Since the beginning of this year, however, the new administration has signaled through rhetoric and action that it will move away from this paradigm and towards deregulation of federal environmental protections.  In only its second executive order, issued on January 24, the administration directed federal review and approval of the Dakota Access and Keystone XL Pipelines.  Two months later, a March 28 executive order emphasized deregulation of energy development on federal lands.  This was followed later, in June, by the public announcement to withdraw the United States from the climate goals of the Paris Agreement.  More recently, the EPA announced its intention to repeal the 2014 Clean Power Plan. 

In response to these policies, other groups have pledged to uphold environmental protections in the absence of federal oversight.  Attempts to deregulate the energy sector are being met with legal challenges by non-profit groups and are being opposed by some state and local governments.  Additionally, governors of fourteen states, including Virginia, have joined the bipartisan United States Climate Alliance and, together with pledges from nine other states, remain committed to fulfilling the aspirations of the Paris Agreement.  

Meanwhile, private businesses have risen to satisfy consumer demands for renewable energy despite the absence of federal regulatory mandates to do so.  Walmart’s “Project Gigaton,” announced in April, aims to reduce the greenhouse gas emissions of its supply chain, while Facebook recently announced plans to construct a datacenter in Henrico County that will rely on renewable energy for its operation.

Although the success and impact of these actions remains to be seen, they nevertheless lead one to ask: if state and local governments, with the cooperation of non-profits and private business, could have the means and capability to protect the environment on their own, would federal laws and regulations toward that same end be necessary?  

On Thursday, October 19, the Virginia Environmental Law Journal will host its symposium Whose Mess Is It? Federalism and Environmental Regulation in a New Political Climate to consider this potential paradigm shift through issues that impact closer to home.  

One panel, co-sponsored by the, will focus on the Center for Oceans Law and Policy Chesapeake Bay Program, an agreement between six states, the EPA, and the District of Columbia to cooperate on reducing the pollution of the waters feeding the Chesapeake Bay.  The panel will examine how the program’s specific requirements, including the role played by the EPA, and successes have varied since it was first created in 1983.

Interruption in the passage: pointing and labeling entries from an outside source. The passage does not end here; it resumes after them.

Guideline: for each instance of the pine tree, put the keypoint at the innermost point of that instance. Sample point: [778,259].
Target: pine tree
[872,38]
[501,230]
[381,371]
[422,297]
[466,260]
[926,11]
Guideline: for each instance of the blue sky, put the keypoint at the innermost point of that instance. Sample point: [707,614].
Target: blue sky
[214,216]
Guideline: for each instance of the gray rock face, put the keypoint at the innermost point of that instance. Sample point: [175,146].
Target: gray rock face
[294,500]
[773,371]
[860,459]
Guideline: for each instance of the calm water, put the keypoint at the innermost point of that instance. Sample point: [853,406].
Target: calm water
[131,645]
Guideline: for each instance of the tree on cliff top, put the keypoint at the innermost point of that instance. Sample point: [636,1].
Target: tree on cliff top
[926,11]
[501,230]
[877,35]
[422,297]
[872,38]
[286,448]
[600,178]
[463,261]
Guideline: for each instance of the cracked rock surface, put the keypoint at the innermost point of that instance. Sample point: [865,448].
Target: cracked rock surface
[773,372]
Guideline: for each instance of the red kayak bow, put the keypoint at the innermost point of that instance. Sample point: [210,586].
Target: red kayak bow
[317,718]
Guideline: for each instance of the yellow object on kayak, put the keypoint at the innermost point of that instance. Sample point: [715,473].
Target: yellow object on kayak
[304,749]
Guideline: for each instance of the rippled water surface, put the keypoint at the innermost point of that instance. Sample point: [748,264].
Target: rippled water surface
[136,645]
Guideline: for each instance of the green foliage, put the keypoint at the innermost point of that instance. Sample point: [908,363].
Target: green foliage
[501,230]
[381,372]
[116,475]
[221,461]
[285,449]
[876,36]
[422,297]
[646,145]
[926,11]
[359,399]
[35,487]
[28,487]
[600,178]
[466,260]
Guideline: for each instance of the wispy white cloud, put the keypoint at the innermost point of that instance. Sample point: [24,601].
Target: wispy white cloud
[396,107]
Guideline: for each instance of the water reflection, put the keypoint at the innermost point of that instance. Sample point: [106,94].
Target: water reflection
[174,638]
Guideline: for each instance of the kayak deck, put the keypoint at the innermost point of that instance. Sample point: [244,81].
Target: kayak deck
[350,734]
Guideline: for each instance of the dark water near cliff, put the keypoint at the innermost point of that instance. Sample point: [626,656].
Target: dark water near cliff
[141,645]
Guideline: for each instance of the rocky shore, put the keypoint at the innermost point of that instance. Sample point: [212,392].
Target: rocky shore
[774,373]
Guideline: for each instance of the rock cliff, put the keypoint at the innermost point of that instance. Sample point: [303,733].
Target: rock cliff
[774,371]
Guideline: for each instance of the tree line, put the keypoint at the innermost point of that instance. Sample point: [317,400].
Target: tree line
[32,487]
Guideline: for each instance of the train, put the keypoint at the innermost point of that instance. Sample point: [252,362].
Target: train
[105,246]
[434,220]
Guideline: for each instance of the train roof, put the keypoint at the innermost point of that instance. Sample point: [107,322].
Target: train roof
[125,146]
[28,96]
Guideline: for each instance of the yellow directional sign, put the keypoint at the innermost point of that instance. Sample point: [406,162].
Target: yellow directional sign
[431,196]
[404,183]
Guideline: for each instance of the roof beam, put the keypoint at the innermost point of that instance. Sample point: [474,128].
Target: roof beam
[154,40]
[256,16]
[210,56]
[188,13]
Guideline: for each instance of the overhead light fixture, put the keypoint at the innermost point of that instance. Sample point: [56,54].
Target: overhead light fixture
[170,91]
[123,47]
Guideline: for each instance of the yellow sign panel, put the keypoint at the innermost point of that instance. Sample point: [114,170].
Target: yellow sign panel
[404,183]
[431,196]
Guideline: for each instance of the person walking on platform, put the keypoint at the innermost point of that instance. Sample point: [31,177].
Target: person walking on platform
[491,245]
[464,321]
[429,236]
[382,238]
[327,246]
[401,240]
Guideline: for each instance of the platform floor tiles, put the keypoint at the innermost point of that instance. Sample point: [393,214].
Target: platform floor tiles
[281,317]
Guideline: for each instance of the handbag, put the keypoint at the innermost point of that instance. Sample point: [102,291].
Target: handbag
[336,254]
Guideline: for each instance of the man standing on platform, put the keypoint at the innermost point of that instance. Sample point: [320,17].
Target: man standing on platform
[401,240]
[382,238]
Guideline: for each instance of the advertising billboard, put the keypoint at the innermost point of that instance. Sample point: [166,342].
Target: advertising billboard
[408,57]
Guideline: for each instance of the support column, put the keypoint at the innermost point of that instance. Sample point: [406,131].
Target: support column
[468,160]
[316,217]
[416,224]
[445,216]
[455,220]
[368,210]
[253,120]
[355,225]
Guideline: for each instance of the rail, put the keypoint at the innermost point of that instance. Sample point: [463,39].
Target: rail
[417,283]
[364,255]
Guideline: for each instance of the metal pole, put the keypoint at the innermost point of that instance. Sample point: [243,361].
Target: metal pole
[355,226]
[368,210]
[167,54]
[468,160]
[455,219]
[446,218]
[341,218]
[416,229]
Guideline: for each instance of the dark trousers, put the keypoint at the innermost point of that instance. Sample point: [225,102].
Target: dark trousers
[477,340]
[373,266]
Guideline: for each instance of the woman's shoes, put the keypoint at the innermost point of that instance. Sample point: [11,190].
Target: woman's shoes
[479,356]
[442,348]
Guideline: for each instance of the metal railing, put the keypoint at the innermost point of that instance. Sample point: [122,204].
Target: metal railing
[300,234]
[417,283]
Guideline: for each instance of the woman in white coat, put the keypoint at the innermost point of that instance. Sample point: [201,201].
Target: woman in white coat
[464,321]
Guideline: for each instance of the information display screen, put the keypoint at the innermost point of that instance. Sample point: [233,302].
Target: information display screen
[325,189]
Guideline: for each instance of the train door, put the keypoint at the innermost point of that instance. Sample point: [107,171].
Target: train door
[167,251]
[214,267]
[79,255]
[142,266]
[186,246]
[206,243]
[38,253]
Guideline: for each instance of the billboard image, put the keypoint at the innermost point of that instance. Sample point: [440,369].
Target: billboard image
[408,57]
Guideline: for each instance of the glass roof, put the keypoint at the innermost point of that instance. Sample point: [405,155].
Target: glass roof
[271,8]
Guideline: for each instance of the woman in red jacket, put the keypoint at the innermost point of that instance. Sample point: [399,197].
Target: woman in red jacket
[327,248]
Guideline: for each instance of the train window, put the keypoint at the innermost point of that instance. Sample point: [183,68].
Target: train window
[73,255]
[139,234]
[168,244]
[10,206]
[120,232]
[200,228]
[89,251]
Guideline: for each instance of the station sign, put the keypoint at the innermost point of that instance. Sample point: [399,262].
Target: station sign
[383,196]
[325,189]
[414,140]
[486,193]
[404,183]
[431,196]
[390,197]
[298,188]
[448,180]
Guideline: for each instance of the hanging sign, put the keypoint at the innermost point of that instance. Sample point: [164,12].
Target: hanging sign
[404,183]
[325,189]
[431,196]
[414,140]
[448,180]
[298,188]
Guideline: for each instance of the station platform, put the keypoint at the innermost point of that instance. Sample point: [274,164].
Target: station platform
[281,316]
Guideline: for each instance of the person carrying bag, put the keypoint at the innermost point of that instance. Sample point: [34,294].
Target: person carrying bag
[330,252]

A second panel, co-sponsored by the Virginia Environmental Law Forum, will discuss the federal leasing and exploration of offshore fossil fuel resources.  While this program occurs under federal waters, as was seen by the 2010 BP oil spill, negative externalities associated with environmental degradation are felt most acutely on state-controlled coasts.  Coastal cities and states in the southeast have seen growing opposition to expanding these leases as the environmental and economic impacts of offshore energy development become more fully known.

A final roundtable will bring together legal scholars to discuss these issues: Caroline Cecot of the Antonin Scalia Law School, Michael Livermore of the University of Virginia School of Law, and Hannah Wiseman of the Florida State University College of Law.  These scholars will build on prior topics as well as the history, politics, and policy of environmentalism and federalism in order to consider the most effective role the federal government should play in protecting the environment.

Lunch will be provided by Brazos Tacos.